How can we have an economy if people can’t even get to the basics of household formation, let alone develop some real substantial wealth? As entry level jobs disappear even in white collar professions, young people can’t acquire the skills to move to higher paying jobs.  It’s like the first rung on the career ladder is 40’ over their heads.  I don’t know how to turn this around. The situation didn’t start yesterday, it’s been the trend for a while, and the pandemic has only made e barriers worse. 

Cautiously Pessimistic

We’ve been heading in the wrong direction as a nation for the past 10, 20, even 30 years. When I say 30 years, it’s because it was during the Clinton administration that we began shipping blue-collar, working-class jobs overseas in a big way, brought in automation, and hollowed out the jobs that people without college educations could get.

That accounts for most of the anger that exists right now between red America and blue America. The single biggest divide is between those who do have a college education, and those who don’t. If you do, you can get a good job in information technology or in the service economy. If you don’t, you could be a truck driver, or work in the distribution center for Amazon. But putting together computers, washing machines, and cars; those jobs have been automated or exported. There’s no opportunity there.
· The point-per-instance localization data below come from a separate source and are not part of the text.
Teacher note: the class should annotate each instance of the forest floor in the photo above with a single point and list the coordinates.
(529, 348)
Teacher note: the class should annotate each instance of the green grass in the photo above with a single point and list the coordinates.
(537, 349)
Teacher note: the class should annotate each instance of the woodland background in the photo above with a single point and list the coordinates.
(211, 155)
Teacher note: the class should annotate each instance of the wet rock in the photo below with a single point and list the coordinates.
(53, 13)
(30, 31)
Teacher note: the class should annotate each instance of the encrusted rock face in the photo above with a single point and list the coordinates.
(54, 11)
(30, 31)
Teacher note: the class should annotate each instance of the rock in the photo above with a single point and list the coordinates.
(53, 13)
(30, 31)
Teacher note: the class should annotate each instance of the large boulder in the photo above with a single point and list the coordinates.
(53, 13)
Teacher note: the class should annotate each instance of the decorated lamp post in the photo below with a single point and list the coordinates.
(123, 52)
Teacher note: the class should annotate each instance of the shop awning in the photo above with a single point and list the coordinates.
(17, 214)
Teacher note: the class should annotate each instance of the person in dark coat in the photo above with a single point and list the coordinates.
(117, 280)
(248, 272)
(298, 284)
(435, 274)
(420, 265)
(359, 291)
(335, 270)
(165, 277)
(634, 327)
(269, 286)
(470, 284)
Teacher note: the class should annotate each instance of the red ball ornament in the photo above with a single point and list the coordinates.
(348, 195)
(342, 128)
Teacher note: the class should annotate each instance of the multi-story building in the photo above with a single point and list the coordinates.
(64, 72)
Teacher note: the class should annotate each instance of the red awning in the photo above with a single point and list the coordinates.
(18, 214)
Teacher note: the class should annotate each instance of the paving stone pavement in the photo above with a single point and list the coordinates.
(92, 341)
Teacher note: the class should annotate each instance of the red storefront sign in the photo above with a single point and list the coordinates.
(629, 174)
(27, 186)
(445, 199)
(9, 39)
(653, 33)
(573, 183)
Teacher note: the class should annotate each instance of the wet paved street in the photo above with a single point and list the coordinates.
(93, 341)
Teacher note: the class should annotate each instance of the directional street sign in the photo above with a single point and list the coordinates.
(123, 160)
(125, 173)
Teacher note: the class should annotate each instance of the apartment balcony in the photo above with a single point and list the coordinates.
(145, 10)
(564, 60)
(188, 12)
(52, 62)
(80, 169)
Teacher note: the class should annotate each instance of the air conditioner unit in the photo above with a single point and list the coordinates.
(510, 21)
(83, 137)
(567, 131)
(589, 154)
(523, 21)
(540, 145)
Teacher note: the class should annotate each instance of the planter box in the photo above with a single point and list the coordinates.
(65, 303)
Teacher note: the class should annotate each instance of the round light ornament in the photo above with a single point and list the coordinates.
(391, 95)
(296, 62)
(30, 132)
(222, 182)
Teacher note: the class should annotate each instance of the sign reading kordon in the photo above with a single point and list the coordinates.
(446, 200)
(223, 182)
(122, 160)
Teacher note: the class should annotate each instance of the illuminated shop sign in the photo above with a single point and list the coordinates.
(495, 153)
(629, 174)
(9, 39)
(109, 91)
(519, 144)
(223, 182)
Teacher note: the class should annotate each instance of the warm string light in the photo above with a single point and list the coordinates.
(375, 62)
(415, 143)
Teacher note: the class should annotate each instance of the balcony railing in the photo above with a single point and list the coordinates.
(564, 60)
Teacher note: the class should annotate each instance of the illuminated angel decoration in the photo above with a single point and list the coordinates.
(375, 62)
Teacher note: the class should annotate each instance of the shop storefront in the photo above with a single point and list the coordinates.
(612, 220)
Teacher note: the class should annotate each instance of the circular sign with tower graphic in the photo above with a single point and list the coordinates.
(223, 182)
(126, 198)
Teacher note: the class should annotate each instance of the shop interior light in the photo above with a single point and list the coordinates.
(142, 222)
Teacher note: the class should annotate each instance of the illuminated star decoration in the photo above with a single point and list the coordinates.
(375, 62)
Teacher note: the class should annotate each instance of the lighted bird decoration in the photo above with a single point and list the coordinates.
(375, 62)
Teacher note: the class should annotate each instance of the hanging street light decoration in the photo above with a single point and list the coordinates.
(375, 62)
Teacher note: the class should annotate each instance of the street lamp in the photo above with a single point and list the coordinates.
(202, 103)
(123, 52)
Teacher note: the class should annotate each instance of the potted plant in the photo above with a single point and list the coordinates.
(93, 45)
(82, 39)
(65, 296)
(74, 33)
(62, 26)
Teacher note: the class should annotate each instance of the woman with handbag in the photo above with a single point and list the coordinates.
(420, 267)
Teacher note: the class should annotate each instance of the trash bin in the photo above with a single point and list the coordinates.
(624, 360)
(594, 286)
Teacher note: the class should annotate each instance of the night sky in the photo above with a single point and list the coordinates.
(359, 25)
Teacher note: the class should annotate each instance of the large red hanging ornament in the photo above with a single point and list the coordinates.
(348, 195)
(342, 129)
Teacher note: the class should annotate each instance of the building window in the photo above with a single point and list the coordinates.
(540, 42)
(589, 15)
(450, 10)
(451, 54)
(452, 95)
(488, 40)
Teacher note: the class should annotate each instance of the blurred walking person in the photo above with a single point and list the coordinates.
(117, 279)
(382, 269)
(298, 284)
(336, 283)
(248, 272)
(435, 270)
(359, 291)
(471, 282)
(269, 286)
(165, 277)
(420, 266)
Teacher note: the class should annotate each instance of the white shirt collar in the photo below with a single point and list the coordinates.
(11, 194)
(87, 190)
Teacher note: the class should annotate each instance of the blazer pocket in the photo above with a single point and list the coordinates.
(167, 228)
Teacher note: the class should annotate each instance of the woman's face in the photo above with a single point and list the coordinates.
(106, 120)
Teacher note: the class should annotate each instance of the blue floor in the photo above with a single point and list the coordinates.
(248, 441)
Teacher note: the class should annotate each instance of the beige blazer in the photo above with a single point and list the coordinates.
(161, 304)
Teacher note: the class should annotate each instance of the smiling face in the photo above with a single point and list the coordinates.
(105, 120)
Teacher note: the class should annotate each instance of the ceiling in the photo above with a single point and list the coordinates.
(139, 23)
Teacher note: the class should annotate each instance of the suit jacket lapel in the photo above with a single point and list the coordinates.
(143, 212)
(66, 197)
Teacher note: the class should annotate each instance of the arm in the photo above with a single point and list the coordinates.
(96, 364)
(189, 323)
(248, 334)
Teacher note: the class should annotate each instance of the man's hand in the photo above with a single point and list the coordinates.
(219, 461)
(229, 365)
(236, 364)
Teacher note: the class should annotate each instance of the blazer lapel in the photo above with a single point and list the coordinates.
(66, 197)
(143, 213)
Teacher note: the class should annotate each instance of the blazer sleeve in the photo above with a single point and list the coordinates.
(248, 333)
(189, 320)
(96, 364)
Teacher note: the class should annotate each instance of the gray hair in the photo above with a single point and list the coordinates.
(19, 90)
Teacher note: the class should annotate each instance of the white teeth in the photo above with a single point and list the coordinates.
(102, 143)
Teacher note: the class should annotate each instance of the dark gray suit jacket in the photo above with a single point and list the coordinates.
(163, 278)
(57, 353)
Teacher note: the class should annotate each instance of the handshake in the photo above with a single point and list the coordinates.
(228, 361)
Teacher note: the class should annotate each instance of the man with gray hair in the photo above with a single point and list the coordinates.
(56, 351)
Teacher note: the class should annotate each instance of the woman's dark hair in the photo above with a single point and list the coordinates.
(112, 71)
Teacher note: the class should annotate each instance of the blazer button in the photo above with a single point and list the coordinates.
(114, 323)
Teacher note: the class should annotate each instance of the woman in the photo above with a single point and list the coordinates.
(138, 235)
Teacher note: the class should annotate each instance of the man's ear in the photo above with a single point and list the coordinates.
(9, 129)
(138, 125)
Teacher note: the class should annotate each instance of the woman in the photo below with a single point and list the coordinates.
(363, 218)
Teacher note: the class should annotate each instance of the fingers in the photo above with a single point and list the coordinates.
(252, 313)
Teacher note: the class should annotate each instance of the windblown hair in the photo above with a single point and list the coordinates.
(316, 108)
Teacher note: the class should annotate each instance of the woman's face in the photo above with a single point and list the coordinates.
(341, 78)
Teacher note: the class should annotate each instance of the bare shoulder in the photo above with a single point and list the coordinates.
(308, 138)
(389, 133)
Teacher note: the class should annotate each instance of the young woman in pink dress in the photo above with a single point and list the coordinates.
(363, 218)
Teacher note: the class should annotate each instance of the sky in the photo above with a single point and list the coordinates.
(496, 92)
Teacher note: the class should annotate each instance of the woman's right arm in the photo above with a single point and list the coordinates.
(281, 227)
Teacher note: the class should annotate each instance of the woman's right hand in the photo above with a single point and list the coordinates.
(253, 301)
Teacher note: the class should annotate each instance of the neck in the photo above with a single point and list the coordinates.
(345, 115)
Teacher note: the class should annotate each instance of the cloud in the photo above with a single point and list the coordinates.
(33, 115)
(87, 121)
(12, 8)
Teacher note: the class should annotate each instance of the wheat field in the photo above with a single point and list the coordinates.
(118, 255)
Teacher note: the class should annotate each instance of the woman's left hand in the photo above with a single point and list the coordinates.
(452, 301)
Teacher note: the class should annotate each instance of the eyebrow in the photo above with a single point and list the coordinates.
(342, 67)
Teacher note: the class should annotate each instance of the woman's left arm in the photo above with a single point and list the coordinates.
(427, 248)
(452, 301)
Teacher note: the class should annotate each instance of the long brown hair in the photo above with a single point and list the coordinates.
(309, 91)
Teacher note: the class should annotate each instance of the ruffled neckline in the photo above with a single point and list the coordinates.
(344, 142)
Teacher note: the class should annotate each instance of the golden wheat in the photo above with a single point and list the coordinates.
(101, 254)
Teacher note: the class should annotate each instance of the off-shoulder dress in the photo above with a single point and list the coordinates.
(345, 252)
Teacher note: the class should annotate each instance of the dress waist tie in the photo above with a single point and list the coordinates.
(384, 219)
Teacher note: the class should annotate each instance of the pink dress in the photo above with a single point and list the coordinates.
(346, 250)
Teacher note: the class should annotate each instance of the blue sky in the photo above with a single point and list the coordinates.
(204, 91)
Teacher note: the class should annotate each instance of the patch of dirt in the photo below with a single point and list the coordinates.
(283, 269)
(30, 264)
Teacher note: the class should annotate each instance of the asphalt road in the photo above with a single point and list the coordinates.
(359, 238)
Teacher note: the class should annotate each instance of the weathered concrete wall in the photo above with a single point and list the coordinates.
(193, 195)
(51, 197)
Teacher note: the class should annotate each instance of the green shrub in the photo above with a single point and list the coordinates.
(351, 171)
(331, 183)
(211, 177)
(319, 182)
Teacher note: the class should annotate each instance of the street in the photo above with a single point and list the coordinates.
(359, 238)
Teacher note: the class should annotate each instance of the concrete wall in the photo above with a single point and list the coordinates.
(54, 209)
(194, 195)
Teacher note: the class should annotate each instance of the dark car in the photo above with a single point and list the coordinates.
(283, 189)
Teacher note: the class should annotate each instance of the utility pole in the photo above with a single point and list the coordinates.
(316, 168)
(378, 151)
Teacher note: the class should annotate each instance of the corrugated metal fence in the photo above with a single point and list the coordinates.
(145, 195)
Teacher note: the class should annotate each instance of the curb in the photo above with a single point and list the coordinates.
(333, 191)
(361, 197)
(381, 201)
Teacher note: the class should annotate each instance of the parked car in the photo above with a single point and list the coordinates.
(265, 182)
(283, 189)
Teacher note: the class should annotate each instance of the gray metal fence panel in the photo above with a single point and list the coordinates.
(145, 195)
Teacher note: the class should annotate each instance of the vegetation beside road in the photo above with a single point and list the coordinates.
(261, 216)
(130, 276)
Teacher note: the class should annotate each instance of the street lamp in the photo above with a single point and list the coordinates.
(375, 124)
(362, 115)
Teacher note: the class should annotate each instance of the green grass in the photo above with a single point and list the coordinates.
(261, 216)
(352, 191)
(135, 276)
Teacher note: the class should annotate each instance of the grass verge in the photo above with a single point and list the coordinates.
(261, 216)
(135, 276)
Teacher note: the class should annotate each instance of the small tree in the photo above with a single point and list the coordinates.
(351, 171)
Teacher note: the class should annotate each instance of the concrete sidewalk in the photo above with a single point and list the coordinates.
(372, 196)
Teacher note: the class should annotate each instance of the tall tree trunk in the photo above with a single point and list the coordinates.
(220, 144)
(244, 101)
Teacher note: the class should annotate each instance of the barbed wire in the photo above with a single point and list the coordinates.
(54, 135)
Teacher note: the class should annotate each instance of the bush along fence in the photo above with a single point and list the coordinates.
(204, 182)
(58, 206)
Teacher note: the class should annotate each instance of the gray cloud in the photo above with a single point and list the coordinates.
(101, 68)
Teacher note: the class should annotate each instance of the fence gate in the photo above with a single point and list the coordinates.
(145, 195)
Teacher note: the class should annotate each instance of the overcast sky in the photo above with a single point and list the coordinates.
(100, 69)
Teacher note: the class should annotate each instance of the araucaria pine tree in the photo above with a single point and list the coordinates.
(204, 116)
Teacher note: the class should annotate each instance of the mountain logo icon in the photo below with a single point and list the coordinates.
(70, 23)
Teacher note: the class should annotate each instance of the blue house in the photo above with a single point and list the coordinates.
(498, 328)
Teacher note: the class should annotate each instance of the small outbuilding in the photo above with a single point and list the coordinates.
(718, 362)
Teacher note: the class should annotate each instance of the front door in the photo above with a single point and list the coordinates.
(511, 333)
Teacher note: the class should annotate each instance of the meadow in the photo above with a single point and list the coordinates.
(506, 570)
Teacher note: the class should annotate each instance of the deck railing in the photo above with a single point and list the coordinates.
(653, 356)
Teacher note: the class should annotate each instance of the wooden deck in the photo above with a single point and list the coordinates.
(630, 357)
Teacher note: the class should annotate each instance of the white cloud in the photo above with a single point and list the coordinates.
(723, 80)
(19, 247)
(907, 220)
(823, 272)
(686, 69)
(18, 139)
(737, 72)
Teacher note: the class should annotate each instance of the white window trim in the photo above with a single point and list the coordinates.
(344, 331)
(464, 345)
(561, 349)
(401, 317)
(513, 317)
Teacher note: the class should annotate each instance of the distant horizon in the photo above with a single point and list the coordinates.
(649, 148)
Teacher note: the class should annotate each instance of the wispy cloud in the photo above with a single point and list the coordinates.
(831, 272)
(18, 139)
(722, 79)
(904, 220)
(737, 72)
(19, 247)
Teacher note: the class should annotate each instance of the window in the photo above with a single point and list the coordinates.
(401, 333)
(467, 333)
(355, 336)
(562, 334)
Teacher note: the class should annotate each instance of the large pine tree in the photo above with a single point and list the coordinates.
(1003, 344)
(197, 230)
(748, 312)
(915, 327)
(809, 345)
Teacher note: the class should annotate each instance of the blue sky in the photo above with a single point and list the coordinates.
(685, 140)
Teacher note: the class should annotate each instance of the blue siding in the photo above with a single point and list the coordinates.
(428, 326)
Our hope is that the new Biden/Harris administration can turn the situation around, and rebuild the economy, just as the Obama/Biden administration rebuilt the economy in 2009 after the last Republican administration blew things up. But our fear is that the partisanship in Washington will throttle that effort in the crib. We’re happy that Biden won, frankly, but we’re not super optimistic about how things will be going over the next year or two.

Two reasons for better times ahead:

  1. Professionals return to the White House starting January 21st.

  2. The pandemic will diminish in the second half of 2021, recede in the rear view mirror by 2022.

Until then, socially distance, wear a mask, etc.